Obtención de los extractos.
El material recolectado
de Mellita quinquiesperforata (2.381
g) fue cortado en pedazos y sometido a percolación en metanol (MeOH) durante 5 días (3 repeticiones),
luego fueron filtrados y concentrados a presión obteniendo el extracto
metanólico. Éste fue sometido a fraccionamiento por reparto empleando diclorometano
(DCM), la fase orgánica fue separada y concentrada a presión reducida hasta
obtener el extracto de diclorometano, la fase acuosa fue sometida a
liofilización obteniendo el extracto acuoso (Santafé 2009, 2014).
Obtención de la fracción lipídica.
El extracto de
diclorometano fue sometido a cromatografía en columna (CC) usando sistemas de elución desde bencina: AcOEt (7:1) hasta MeOH,
las subfracciones obtenidas fueron monitoreadas por cromatografía de capa
delgada (CCD). Como reveladores
fueron utilizados luz ultravioleta, vapores de yodo, ácido fosfomolíbdico y vainillina.
Las subfracciones con Rf similares al ácido oleico y al colesterol fueron
reunidas y concentradas a presión reducida para su estudio por cromatografía de
gases acoplado a espectrometría de masas (Santafé 2009).
Ensayos de actividad antioxidante.
Determinación del contenido de fenoles totales.
El contenido de fenoles
totales se determinó mediante el método espectrofotométrico de Folin-Ciocalteu,
usando ácido gálico como material de referencia. Se preparó una disolución
patrón de ácido gálico de 100 µg/ml (5 mg de ácido gálico en 50 ml agua grado
HPLC), enseguida se preparó una dilución 1:10 con agua grado HPLC y una
disolución de carbonato de sodio al 20%. Por otro lado se preparó una
disolución 1N del reactivo de Folin-Ciocalteau, por medio de una dilución 1:2
del reactivo comercial (2N) en agua grado HPLC; el reactivo se protegió de la
luz y se colocó en refrigeración hasta su uso.

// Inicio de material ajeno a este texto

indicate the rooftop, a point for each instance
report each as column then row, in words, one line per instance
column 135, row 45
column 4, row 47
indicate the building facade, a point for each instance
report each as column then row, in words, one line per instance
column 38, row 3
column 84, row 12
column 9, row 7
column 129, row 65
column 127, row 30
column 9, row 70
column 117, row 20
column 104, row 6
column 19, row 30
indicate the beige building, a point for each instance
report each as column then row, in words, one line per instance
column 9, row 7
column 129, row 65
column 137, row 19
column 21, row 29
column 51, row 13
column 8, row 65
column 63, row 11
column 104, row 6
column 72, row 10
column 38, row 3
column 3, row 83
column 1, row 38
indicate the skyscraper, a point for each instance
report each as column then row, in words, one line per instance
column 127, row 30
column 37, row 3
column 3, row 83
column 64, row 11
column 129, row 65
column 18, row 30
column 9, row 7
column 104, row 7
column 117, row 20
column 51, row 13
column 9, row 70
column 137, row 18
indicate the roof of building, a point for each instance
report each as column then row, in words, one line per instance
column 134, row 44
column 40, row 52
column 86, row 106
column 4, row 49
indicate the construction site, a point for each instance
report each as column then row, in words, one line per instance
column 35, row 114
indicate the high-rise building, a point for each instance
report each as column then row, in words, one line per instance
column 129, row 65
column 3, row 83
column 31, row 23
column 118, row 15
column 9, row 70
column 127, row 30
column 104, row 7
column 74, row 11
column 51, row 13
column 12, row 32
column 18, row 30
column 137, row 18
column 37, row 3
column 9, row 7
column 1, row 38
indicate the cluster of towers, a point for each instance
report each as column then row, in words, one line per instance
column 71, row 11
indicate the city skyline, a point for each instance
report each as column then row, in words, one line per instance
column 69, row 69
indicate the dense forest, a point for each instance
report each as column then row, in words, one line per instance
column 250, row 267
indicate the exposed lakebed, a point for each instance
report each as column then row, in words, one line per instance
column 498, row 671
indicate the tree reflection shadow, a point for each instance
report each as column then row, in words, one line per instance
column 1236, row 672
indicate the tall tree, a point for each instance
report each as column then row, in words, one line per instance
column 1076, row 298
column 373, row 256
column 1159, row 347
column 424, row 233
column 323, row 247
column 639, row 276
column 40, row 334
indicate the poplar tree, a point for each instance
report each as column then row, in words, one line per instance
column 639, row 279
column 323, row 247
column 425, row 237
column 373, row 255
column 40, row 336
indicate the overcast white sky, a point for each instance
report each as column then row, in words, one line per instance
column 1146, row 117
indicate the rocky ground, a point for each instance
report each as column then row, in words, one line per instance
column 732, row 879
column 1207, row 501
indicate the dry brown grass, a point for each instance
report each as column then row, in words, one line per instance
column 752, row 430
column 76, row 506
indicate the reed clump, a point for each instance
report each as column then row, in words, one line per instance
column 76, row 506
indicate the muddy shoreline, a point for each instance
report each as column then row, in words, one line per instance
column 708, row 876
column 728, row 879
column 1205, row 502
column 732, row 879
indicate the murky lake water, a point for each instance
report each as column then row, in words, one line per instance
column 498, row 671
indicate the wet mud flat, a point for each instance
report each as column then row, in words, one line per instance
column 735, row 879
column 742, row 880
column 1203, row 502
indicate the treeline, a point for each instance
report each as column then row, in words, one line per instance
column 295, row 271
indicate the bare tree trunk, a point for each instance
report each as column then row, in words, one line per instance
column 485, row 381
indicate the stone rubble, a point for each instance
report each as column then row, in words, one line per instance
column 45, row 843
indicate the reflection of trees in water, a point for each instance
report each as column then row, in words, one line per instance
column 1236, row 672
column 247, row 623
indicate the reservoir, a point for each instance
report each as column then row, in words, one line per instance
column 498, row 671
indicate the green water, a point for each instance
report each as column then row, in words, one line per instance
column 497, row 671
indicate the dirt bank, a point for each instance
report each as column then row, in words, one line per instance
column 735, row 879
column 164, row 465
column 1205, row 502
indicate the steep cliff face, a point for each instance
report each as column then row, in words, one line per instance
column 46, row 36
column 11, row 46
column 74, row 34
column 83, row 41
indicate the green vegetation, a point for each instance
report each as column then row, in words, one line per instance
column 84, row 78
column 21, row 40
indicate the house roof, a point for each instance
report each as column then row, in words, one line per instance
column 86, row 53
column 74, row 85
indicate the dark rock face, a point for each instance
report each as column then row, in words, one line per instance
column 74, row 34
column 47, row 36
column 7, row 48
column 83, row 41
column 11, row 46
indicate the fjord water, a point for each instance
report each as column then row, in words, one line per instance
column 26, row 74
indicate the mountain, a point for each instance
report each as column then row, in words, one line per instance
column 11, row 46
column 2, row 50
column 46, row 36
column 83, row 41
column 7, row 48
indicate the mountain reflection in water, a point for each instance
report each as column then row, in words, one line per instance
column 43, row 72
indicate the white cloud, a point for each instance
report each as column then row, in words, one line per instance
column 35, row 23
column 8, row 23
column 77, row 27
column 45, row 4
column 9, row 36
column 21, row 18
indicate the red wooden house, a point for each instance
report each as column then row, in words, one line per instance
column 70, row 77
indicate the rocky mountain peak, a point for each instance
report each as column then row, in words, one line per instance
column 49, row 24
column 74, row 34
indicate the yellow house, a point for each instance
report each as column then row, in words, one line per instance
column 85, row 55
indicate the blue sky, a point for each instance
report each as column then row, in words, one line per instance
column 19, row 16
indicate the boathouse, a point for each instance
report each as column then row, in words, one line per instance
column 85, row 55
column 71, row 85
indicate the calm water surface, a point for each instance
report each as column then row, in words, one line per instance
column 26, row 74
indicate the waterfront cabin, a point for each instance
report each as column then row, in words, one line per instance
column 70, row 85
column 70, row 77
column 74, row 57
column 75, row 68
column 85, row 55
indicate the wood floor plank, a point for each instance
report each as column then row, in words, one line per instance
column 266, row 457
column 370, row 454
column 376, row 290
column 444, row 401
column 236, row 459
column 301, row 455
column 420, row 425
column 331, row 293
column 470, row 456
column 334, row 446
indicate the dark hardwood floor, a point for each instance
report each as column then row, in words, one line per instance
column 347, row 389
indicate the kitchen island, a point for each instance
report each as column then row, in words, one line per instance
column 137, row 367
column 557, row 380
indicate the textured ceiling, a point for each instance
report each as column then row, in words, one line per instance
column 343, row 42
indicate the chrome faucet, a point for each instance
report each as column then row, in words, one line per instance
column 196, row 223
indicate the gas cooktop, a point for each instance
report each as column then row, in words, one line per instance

A partir de la disolución patrón de ácido gálico, en
viales protegidos de la luz se hicieron las diluciones necesarias con agua
destilada para obtener concentraciones de 1, 2, 3, 4 y 5 µg/ml para la
preparación de la curva de calibración. Esto se realizó tomando respectivamente
20, 40, 60, 80 y 100 μl de la disolución patrón de ácido gálico de 100 µg/ml,
luego se adicionó a cada uno 250 μl de reactivo de Folin-Ciocalteau 1N, se
agitó durante 5 min, posteriormente se adicionaron 1.250 μl de la disolución de
carbonato de sodio al 20%, luego se llevó a 2.000 µl de volumen final con agua
grado HPLC y se dejó reposar por 90 min. También se preparó un blanco con todos
los componentes excepto el reactivo de Folin-Ciocalteau (García et al. 2011),
finalmente se leyó la absorbancia a 760 nm. El contenido de fenoles de cada
extracto se determinó de forma similar al procedimiento utilizada para el ácido
gálico y su valor es expresado como mg de ácido gálico/g de peso seco de
muestra.
Método de radical DPPH•.
Se preparó una solución
madre de DPPH• (2,2-difenil-1-picrilhidrazil) (150 mg DPPH•/7 ml MeOH y fueron
guardados en la oscuridad por 24 h). Luego se tomaron 2 ml y se diluyeron con
MeOH hasta obtener una absorbancia ajustada de 0,300 ± 0,05 a λ = 517 nm,
ajustando con un blanco de MeOH. Para la evaluación de la actividad
antioxidante, se mezcló 40 µl del patrón de muestra disuelto en
dimetilsulfóxido (DMSO) con 1.960 μl
radical DPPH• previamente preparado, la mezcla se dejó a temperatura ambiente
durante 30 min en la oscuridad y posteriormente se leyó la absorbancia en el
espectrofotómetro a 517 nm. Para el blanco de muestra se mezclaron 40 µl del
patrón de muestra con 1.960 µl de MeOH y para la referencia se mezclaron 40 µl
de DMSO con 1.960 µl radical DPPH• (Guzmán et al. 2013). Todas las mediciones
fueron realizadas por triplicado y el porcentaje de inhibición a esa
concentración fue calculado utilizando la ecuación 1. Luego se graficó el%Inh versus
la concentración para determinar el porcentaje de inhibición media (IC50) por interpolación
lineal.
(1)
Método catión radical
ABTS+•. Se preparó una
solución madre de radical ABTS+• (ácido 2,2'-azino-bis(3-etilbenzotiazolin-6-sulfónico))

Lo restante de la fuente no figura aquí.